To do this, they must change the heart of Raven, also known as Mystique (Jennifer Lawrence). Forty years in the past Raven killed the creator of the sentinels, Dr. Trask (played by the always great Peter Dinklage), a scientist who possessed a deep hatred for mutants and had been experimenting on them. His designs were only prototypes without proper funding, but his death turned him into a martyr and convinced the public of the need to implement his work. The survival of the mutants in the future depends upon Raven having the change of heart to not kill the man who has viciously attacked her mutant brothers and sisters.
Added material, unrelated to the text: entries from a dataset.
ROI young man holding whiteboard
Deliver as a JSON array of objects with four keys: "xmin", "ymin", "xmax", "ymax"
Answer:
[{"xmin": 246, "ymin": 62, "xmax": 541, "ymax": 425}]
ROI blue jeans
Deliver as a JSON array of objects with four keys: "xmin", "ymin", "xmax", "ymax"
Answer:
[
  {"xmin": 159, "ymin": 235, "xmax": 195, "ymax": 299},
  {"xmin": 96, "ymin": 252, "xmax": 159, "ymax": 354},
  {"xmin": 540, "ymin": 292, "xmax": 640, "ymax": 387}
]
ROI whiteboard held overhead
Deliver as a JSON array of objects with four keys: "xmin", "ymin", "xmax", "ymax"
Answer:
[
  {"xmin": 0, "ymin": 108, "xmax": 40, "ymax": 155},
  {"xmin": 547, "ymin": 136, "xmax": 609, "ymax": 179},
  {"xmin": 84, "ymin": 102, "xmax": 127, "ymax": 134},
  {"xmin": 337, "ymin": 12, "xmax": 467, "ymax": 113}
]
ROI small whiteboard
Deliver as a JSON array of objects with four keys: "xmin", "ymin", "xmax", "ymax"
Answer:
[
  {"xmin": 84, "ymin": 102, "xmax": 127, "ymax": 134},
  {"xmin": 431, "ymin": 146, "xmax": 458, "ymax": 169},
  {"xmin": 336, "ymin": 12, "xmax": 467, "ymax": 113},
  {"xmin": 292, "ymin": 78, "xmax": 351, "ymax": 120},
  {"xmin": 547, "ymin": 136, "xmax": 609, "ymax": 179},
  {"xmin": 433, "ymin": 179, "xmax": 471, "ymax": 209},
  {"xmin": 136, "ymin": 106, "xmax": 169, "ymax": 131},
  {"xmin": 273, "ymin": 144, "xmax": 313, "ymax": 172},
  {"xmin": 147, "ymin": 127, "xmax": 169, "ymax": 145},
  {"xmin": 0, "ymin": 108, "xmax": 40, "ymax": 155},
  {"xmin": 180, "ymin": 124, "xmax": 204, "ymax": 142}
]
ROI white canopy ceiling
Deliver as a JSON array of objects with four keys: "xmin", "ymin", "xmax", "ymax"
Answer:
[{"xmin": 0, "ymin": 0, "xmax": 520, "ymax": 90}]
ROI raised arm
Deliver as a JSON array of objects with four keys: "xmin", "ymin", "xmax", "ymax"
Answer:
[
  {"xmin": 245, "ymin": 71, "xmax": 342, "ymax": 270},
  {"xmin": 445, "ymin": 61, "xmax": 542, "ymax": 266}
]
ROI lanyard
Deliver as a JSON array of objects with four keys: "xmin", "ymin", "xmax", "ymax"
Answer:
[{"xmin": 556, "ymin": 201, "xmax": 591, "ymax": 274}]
This means that the movie ultimately deals with the oft-debated question of “how do you change someone’s heart?” Raven killed Trask out of revenge for her friends that he experimented on. The thirst for revenge is a powerful human instinct, and it is not one that is easily quenched, so to stop her proves to be quite a task. Magneto takes a coercive, or law-based, approach, as he usually does. Anyone familiar with the series knows that he consistently tries to solve problems with brute force, trapped in a cycle of retribution beginning with what had been done to him in his childhood (X-Men First Class). So he reacts here with power: after hearing from the future Wolverine that Raven must be stopped, he attempts to kill her. On the flip side, Professor X takes a more gracious approach. He loves Raven. He has loved her since they met as children, even though she has spurned and turned her back on him. He implores her to see that forgiveness, not bullets, will save mutants in the future. Professor X sees many mutants, not just Raven, as hurt and exhausted beings who are foreigners wherever they go. He provides shelter and a home to many mutants in the form of his school and tries to offer Raven this same love and being-known to satisfy her desire for revenge.
In some respects, Professor X’s love is like the love of God. Even though we consistently turn our backs on him, he doesn’t turn his back on us. If the Gospel tells us anything, it’s that ‘prior’ love and perpetual forgiveness, as opposed to being smacked across the face with the law (or bullets), has the power to soften a hardened heart–and maybe even allow us to love and forgive others in return (1 John 4:19). It’s not every day you walk out of a superhero movie reminded of that.